Adama Delphine Fawundu is a photographer and visual artist born in Brooklyn, NY to parents from Sierra Leone and Equatorial Guinea, West Africa. “Adama Delphine Fawundu’s work is about finding ways to connect with her kin – a group not merely confined to those who share a direct common ancestor but an expansive definition inclusive of the many who descend from the dispersed, the stolen, those for whom the violence, and opportunity wrought by the sea is at once a spectre and a fact of everyday life,” writes scholar Niama Safia Sandy.
With over fifteen years experience working as a photographer, Fawundu enhanced her studio practice and completed her MFA in Visual Arts from Columbia University in 2018. She now uses photography, printmaking, video, sound and assemblage as an artistic language.

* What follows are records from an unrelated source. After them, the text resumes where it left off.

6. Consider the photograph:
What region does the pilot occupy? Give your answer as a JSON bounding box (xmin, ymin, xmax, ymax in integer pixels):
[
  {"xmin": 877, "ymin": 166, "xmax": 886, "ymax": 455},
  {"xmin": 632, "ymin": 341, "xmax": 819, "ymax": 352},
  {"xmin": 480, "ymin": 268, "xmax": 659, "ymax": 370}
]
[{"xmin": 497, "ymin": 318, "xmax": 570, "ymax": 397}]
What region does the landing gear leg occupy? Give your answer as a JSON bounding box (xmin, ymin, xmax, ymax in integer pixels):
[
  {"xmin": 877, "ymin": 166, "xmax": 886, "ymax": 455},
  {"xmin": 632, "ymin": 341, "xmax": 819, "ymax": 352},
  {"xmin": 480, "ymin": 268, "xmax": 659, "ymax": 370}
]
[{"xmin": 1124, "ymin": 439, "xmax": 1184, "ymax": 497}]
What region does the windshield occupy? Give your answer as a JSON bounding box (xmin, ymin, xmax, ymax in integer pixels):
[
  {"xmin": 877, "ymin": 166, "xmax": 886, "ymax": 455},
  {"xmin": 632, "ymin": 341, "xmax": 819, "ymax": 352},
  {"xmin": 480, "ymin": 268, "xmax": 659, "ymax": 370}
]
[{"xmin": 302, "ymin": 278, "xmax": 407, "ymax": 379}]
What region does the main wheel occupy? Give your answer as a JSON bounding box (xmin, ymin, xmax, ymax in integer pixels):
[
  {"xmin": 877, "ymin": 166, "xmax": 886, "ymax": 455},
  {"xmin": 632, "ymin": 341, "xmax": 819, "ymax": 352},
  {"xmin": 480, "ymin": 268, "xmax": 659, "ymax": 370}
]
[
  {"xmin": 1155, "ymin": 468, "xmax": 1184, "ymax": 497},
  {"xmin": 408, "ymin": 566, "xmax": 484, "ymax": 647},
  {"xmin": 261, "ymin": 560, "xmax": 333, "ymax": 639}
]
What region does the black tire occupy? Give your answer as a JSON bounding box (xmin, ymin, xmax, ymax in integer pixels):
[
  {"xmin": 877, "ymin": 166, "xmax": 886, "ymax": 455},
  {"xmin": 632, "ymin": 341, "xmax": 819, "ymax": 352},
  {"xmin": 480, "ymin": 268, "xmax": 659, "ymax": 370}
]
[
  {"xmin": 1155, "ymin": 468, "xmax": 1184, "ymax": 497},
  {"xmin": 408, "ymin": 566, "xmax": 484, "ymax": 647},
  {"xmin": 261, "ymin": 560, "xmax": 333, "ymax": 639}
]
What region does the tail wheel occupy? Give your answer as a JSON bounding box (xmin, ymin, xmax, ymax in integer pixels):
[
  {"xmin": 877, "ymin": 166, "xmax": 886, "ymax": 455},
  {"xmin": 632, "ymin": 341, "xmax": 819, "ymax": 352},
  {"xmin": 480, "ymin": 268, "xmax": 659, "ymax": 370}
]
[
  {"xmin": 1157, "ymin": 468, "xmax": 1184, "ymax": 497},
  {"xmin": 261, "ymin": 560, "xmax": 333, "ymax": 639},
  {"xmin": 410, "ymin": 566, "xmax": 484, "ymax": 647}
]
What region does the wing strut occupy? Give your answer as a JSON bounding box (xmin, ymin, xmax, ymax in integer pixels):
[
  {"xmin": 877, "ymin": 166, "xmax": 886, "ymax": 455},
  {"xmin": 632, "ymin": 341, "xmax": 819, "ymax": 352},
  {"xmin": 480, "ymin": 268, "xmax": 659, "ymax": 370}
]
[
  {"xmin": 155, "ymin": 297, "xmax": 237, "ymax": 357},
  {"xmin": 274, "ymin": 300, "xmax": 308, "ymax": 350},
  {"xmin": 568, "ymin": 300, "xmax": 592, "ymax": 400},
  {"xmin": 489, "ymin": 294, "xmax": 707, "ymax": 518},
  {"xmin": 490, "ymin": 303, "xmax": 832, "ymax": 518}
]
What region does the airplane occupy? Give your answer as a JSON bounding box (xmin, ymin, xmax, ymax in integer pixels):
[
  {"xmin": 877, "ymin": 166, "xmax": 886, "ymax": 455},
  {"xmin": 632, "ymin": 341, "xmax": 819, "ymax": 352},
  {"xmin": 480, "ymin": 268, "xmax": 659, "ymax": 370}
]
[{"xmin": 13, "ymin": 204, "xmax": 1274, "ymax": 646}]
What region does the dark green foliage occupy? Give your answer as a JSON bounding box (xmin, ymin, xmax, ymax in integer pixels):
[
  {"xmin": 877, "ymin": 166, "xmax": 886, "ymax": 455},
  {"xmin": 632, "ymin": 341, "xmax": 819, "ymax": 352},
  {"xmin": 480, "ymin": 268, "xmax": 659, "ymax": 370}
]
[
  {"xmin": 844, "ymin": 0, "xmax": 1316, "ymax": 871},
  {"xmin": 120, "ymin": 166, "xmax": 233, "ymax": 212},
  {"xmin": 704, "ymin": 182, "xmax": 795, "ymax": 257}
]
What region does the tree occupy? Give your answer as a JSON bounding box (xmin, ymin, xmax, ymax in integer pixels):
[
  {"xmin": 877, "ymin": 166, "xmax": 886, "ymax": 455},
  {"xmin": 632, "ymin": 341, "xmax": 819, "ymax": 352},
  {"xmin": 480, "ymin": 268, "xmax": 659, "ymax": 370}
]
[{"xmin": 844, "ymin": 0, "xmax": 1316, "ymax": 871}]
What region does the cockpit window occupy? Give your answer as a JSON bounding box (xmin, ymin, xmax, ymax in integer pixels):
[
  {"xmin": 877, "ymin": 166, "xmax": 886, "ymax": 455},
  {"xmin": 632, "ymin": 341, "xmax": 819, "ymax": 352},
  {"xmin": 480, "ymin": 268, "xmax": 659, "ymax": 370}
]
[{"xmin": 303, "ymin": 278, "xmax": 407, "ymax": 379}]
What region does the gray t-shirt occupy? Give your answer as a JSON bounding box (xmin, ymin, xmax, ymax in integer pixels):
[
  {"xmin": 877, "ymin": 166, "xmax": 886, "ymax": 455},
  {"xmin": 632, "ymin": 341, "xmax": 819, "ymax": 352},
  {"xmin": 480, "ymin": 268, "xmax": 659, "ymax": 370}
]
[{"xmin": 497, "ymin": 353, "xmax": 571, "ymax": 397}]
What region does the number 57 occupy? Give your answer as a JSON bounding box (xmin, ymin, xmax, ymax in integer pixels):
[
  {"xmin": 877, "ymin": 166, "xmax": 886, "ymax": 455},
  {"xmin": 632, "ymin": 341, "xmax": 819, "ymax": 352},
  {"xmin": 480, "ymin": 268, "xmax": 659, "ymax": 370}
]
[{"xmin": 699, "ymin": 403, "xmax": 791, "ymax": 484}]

Fawundu co-founded and independently published the sold-out book MFON: Women Photographers of the African Diaspora. The critically acclaimed book MFON led Fawundu on a book tour which included talks at The Tate Modern, The Schomburg Center for Research in Black Culture, Harvard University amongst many other institutions.
Ms. Fawundu’s works have been reviewed in publications and media outlets such as Time Magazine, The New York Times, Leica Fotografie International, Vogue Online, The Washington Post, Dazed Digital, Arise TV, and the BBC World. Ms. Fawundu’s works can be found in the private and public collections such as the Brooklyn Museum of Art, The Brooklyn Historical Society, and The Museum of Contemporary Art at the University of São Paulo, Brazil.